The ironic effect of no-smoking signs

The ironic effect of no-smoking signs

Scientists at Oxford University found that no-smoking signs have an “ironic effect” on smokers, driving them to react and think of tobacco, the researchers said.

“You get ironic effects when you couple information that people perceive with negation,” researcher Brian Earp said.

“When I say ‘don’t think of a pink elephant’, I have just put the thought of a pink elephant in your head,” Earp was quoted as saying by the Daily Mail.

He said: “A lot of public health messages are framed in a negative way—say no to drugs, don’t drink and drive, no smoking. No-smoking signs in particular are everywhere. If you are a smoker walking down a street you’re likely to pass five or six of these signs in windows or on doors. If you have a chronically positive attitude to smoking this could boost your craving.”

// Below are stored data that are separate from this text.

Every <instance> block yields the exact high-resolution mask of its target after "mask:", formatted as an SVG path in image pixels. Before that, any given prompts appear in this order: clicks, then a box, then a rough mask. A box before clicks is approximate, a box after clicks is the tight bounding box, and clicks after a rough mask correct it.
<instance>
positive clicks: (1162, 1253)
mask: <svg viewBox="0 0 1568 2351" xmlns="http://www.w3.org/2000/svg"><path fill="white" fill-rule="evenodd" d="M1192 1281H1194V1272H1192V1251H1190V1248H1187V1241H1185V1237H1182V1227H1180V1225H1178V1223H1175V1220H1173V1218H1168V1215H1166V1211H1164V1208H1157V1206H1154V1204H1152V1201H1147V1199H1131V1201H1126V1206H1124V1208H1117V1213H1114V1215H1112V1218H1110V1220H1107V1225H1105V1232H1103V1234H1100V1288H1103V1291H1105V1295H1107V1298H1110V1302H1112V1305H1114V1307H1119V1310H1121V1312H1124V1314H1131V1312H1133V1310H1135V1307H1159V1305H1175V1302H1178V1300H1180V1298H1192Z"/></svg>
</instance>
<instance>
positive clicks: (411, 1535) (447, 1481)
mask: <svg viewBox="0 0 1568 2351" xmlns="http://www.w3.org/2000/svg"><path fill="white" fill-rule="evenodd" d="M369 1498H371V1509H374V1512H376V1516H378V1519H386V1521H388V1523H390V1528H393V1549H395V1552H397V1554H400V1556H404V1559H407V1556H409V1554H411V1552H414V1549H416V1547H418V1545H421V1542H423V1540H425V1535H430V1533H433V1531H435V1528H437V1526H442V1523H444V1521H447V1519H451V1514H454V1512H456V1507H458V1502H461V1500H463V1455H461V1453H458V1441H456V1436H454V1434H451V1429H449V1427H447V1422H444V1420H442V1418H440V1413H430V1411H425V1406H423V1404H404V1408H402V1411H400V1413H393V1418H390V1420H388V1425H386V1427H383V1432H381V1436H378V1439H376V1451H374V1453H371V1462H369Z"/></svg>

To test the theory, Earp and his team first primed a group of smoking volunteers from a town in New England in the US, by showing them a number of photographs. Some included a no-smoking sign in the background or at the edge of the image, while others had the signs edited out.

Next, the same volunteers took part in a “joystick test” looking at their reactions to a series of screen images.

The technique is widely used to assess instinctive tendencies to embrace or avoid certain stimuli.Moving the joystick away is associated with avoidance, while drawing it towards the body indicates a desire to bring the stimulus closer.

In a series of experiments, the researchers showed that participants who had earlier been shown no-smoking signs were more drawn to smoking-related images such as ashtrays and cigarettes.